Senegal swore in a brand new president in 2024, however residents say the issues stay.
“There’s a brand new administration in place, however guarantees are nonetheless simply guarantees,” Goumbala mentioned. He believes the dearth of progress is because of restricted funding.
In an effort to curb air pollution, authorities quickly suspended mining inside 500 meters (1,640 ft)of the Faleme River, which cuts by means of Senegal’s gold belt and kinds a part of the border with Mali.
However enforcement is weak as officers battle to stem the inflow of casual miners, a lot of whom arrive from neighboring nations. Critics say the measure barely scratches the floor of the issue.
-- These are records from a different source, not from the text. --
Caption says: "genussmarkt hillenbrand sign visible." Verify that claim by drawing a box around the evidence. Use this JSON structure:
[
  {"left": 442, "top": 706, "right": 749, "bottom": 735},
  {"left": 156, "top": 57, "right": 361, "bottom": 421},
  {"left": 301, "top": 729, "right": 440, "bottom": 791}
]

“The answer is to put in the gold processing items inside the communities — not less than one per village,” Goumbala mentioned.
Even so, he acknowledged the challenges: The machines are costly, troublesome to keep up and require alternative components which might be solely out there overseas.
There’s additionally resistance amongst miners, who say mercury is extra environment friendly and worthwhile.
“We have to persuade communities that even when they make more cash utilizing mercury, ultimately, they’ll spend that revenue on treating diseases attributable to it,” Goumbala mentioned. “The long-term penalties are far worse.”